This bubble has a radius of 500 light years.
It is the result of at least 15 supernovae that have exploded since 14 million years ago.
Astronomers from the Harvard-Smithsonian Center for Astrophysics (CfA) and the Space Telescope Science Institute (STScI) have pieced together the evolutionary history of our galactic neighborhood.
Show how a chain of events that began 14 million years led to the creation of a vast bubble that is responsible for the formation of all the stars nearby young, as published in the journal ‘ Nature ‘.
“For the first time we can explain how nearby stars began to form ,” says astronomer and data visualization expert Catherine Zucker, who did the work as a fellow at the CfA.
The article’s central figure, a 3D space-time animation, reveals that all young stars and star-forming regions – within 500 light-years of Earth – lie on the surface of a giant bubble known as the Local Bubble . Although astronomers have known of its existence for decades, scientists can now see and understand its beginnings and its impact on the surrounding gas.
Supernovae that exploded 14 million years ago
Thanks to a set of new data and data science techniques, the space-time animation shows how a series of supernovae that first exploded 14 million years ago pushed interstellar gas outward, creating a structure in the shape of bubble with a surface ripe for star formation.
Currently, seven known star-forming regions or molecular clouds – dense regions in space where stars can form – sit on the bubble’s surface .
“We’ve calculated that about 15 supernovae have erupted over millions of years to form the Local Bubble we see today,” says Zucker, now a NASA Hubble Fellow at STScI .
The oddly shaped bubble is not dormant and continues to grow slowly, the astronomers note. “It’s moving at about 6 kilometers per second,” explains Zucker. “However, it has lost most of its oomph and has leveled off in terms of speed.”
The bubble’s rate of expansion , as well as the past and present trajectories of young stars forming on its surface, were deduced using data obtained by Gaia, a space observatory launched by the European Space Agency.
“This is an incredible detective story, driven by both data and theory,” says Harvard professor and astronomer at the Alyssa Goodman Center for Astrophysics, co-author of the study and founder of glue, the data visualization software that allowed the discovery.
“We can reconstruct the history of star formation around us using a wide variety of independent clues: models of supernovae, stellar motions, and exquisite new 3D maps of the material surrounding the Local Bubble ,” he continues.
“When the first supernovae that created the Local Bubble erupted , our Sun was a long way from the action,” adds co-author João Alves, a professor at the University of Vienna (Austria). “But about five million years ago, the Sun’s path through the galaxy took it right inside the bubble, and now the Sun is – luckily – almost right in the center of the bubble.”
Today, when humans observe space from close to the Sun, they have a front row seat to the star formation process that occurs around the surface of the bubble.

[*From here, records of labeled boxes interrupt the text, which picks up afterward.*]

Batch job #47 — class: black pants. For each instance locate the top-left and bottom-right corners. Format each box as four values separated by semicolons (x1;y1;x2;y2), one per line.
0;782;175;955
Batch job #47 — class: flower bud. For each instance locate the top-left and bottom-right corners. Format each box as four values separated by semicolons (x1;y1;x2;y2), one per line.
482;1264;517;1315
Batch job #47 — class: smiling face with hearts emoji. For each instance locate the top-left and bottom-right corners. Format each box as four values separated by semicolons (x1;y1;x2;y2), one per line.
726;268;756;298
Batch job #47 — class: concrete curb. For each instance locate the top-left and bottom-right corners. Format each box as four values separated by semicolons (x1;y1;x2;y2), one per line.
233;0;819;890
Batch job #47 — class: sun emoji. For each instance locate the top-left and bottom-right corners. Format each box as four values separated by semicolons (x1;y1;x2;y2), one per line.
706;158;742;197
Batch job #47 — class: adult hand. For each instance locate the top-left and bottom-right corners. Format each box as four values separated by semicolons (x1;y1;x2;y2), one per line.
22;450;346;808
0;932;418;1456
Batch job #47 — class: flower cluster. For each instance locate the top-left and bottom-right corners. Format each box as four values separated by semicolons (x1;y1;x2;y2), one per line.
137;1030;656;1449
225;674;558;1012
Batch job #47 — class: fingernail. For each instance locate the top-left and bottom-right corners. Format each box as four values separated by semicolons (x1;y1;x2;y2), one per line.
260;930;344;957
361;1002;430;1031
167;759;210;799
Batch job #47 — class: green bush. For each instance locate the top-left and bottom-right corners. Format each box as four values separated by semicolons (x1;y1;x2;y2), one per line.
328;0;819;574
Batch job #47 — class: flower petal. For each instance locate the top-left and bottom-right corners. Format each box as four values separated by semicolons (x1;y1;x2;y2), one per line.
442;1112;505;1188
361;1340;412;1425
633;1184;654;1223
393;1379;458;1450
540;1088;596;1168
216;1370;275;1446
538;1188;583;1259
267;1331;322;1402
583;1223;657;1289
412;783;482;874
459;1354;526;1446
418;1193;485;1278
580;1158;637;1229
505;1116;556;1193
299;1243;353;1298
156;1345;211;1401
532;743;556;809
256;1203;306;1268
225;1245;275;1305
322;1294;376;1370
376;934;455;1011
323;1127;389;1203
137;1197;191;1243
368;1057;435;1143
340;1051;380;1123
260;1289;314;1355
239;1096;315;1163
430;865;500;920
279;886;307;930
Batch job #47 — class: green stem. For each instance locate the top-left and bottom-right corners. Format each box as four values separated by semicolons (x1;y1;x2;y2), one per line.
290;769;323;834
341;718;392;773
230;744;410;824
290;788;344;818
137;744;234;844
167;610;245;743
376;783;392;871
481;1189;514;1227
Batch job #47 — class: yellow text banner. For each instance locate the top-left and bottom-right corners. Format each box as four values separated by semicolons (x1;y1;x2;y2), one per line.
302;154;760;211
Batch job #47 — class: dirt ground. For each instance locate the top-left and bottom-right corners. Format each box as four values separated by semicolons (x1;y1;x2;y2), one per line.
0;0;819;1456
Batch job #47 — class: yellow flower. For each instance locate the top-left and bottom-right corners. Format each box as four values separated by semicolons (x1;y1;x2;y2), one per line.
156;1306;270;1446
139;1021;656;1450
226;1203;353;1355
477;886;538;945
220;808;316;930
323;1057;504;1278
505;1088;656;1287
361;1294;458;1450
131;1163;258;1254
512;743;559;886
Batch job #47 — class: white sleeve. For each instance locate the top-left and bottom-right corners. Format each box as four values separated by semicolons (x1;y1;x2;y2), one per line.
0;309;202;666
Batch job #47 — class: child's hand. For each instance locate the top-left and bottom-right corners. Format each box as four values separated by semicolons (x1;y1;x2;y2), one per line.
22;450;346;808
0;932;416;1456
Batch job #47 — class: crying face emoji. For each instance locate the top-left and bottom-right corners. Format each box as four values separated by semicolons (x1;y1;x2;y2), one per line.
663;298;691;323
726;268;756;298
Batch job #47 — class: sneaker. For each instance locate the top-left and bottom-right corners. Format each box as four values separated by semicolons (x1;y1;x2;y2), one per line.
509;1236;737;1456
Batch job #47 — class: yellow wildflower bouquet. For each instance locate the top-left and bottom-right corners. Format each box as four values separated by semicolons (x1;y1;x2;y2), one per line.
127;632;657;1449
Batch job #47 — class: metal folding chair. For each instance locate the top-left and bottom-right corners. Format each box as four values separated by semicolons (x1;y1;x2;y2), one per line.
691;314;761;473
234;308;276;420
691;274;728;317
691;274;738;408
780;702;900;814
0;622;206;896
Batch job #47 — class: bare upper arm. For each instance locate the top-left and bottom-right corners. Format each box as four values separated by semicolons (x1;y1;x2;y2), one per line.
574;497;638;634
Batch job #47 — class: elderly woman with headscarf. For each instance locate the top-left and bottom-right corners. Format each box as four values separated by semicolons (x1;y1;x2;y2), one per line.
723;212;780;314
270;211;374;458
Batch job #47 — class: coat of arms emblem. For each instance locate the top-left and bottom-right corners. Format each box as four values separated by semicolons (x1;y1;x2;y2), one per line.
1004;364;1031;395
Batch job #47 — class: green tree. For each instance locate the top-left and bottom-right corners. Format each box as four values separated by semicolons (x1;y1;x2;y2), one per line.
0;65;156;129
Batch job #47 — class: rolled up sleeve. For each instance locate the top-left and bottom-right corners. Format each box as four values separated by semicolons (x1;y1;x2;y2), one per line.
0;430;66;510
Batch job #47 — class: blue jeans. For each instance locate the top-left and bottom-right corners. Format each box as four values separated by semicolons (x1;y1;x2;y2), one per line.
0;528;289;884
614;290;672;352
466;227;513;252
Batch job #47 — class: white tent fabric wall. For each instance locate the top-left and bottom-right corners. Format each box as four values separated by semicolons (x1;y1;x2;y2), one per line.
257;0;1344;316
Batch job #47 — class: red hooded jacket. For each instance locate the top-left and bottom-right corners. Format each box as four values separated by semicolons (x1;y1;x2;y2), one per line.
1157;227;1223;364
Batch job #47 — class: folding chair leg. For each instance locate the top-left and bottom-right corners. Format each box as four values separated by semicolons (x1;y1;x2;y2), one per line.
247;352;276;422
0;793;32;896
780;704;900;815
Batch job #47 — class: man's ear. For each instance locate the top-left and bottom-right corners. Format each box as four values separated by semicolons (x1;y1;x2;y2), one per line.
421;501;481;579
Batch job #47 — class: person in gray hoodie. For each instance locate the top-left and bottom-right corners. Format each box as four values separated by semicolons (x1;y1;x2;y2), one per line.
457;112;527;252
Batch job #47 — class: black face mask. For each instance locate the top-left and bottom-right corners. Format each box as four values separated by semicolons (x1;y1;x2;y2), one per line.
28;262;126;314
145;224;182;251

Astronomers first proposed that superbubbles were ubiquitous in the Milky Way almost 50 years ago . “Now we have proof, and what are the chances that we’re right in the middle of one of these things?” Goodman wonders. Statistically, it is very unlikely that the Sun is centered on a giant bubble if such bubbles are rare in our Milky Way, he explains.
Goodman compares the discovery to a Milky Way galaxy that resembles Swiss cheese with lots of holes, where the holes in the cheese are blown out by supernovae, and new stars in the cheese can form around the holes created by dying stars .
Next, the team, which includes co-author and Harvard doctoral student Michael Foley, plans to map more interstellar bubbles to get a full 3D view of their locations, shapes, and sizes. Mapping the bubbles and their relationship to one another will allow astronomers to understand the role that dying stars play in the birth of new ones and in the structure and evolution of galaxies like the Milky Way.